Figure 3System to enrich TFBSs with differential expression data. Data on transcriptional start sites and on functional element SNPs are combined using distributed annotation system (DAS) protocol layers for the DBTSS and FESD II databases, respectively. Providing a list of genes or proteins (e.g. gene expression data), enrichment can then be computed and exposed using a DAS viewer.
Figure 4Workflow to analyze protein interactions among enzymes in a KEGG pathway. First, protein sequences are retrieved for each enzyme in a KEGG pathway. The sequences are then BLAST searched against UniProt and a phylogenetic profile is constructed of the results. Then, for each species in the phylogenetic profile, BLAST searches are run against PDB. Pairs of protein sequences (of the same species) that have homologs in the same PDB entry are inferred to be in physical contact and hence predicted to be interacting. Conserved and interacting proteins are then visualized on the pathway map, an example of which is shown in Figure 5.
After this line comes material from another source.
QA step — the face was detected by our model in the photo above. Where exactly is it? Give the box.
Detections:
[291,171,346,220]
Figure 5Evolutionary conservation rate of proteins on a KEGG pathway. Evolutionary conservation rate is defined as the ratio of the number of conserved proteins, i.e. homologs, over the number of species. Conservation rate is color-coded for each node in the pathway (see legend). See text and Figure 4 for more details.
Figure 6Workflow for analyzing glyco-gene-related diseases. In the first step of this workflow, GlycoEpitope DB entries are searched for disease-related keywords by a newly developed BioMoby service called getGlycoEpitopeIDfromKeyword. The identifiers of matching entries are then used to retrieve glycan structures in IUPAC format by another newly developed BioMoby service called getIUPACfromGlycoEpitopeID. The resulting IUPAC glycans are subsequently converted to KCF format by a new RINGS service called getKCFfromIUPAC. The KCF glycans can then be used for querying other RINGS data mining services.
Figure 7Connectivity and compatibility of participating projects. The BioHackathon 2009 was attended by participants representing projects operating in a number of problem domains (shown in Figure 1). Analysis of these participating projects during the hackathon revealed compatibilities and resulting connectivity as shown here.